The show itself has gone down in Yes lore as a fantastic performance. I liked Yes at the time, though I wasn’t the rabid fan some of my friends were. The band was touring behind Relayer, with Patrick Moraz on keyboards, and the laser light show was unlike anything I had ever seen—lasers mounted on robotic rigs shooting across the entire stadium. Much better than the Laserium show I had seen two months before, at a Tangerine Dream concert.


Jon Anderson performing Leaves of Green pre-show.  I have zero recollection of this.
Jon Anderson performing Leaves of Green pre-show.
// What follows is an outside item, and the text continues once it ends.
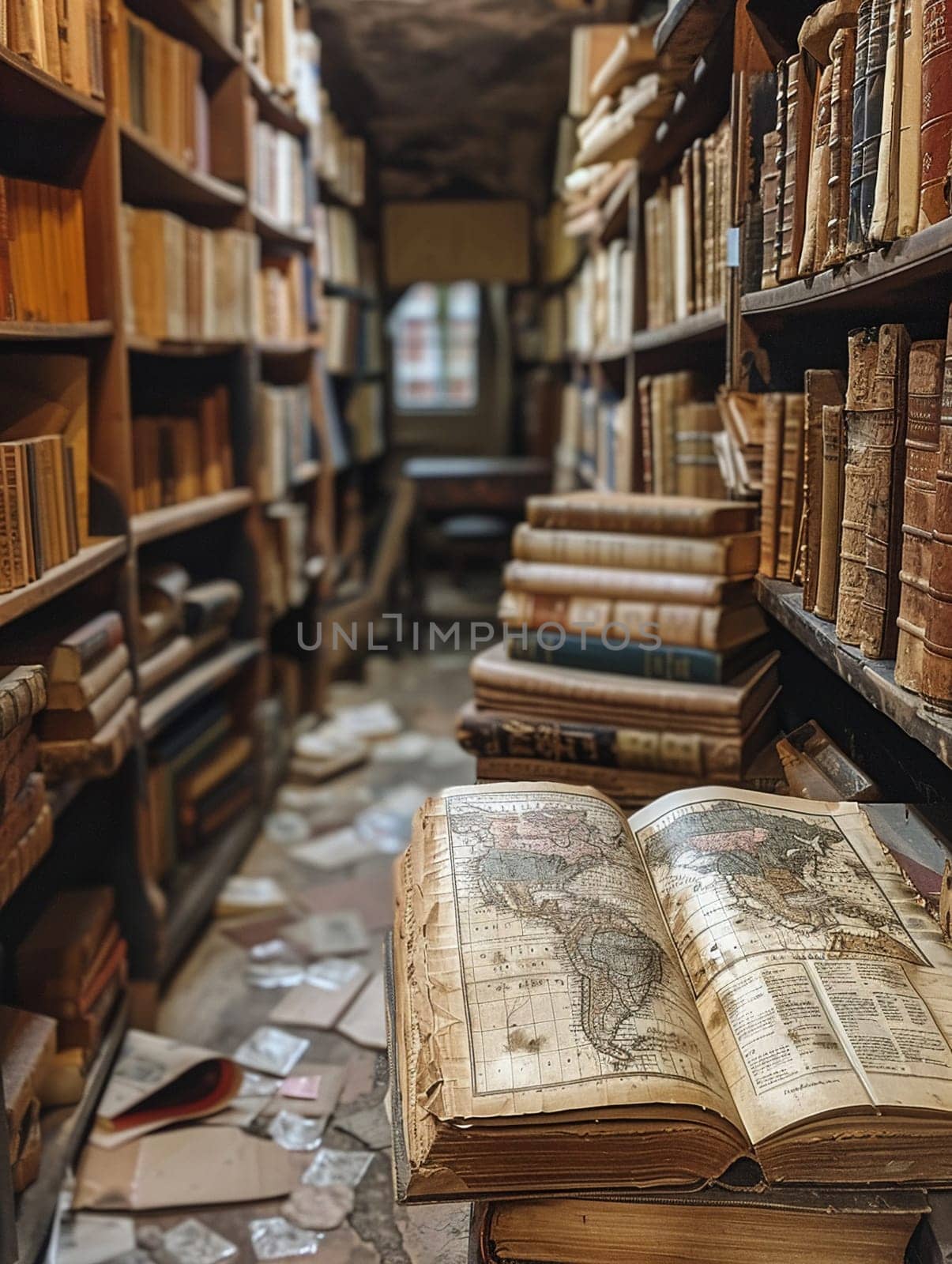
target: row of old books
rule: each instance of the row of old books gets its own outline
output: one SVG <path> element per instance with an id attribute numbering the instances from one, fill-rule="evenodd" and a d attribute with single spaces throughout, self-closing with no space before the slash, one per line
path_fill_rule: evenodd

I have zero recollection of this.

The setlist that circulates online includes:


Apocalypse

Siberian Khatru

Sound Chaser

I’ve Seen All Good People

The Gates of Delirium

Long Distance Runaround

Patrick Moraz keyboard solo

Clap

Heart of the Sunrise

Ritual (Nous Sommes du Soleil)

Roundabout (encore 1)

I’m Down (encore 2)


I can’t honestly say I remember the individual songs very clearly. It was, after all, half a century ago—and I was definitely a little… altered. But fans of the group seem united in their assessment of the performance as one of the band's best ever. Luckily, there are no shortages of recordings of that concert, so you can decide for yourself.




Unfortunately, the night ended on a tragic note. After the concert, a teenage boy was stabbed to death outside the stadium by local thugs who hadn’t even attended the show. The mayor responded by banning all future concerts at Roosevelt Stadium. The Led Zeppelin and Grateful Dead shows scheduled for the following week were canceled. A tough break for those ticket holders; I feel for them.


Fourteen months later, I saw Yes again—this time in the far more civilized and non-violent confines of Madison Square Garden. But that wild summer night in Jersey City remains one of the most chaotic concerts I’ve ever attended. Even now, fifty years later, I can still picture those orange cartons flying through the air in the heat while forty thousand impatient teenagers waited for the music to begin.


Some concerts you remember for the music. Others you remember for everything else that happened around it. This one skews toward the latter.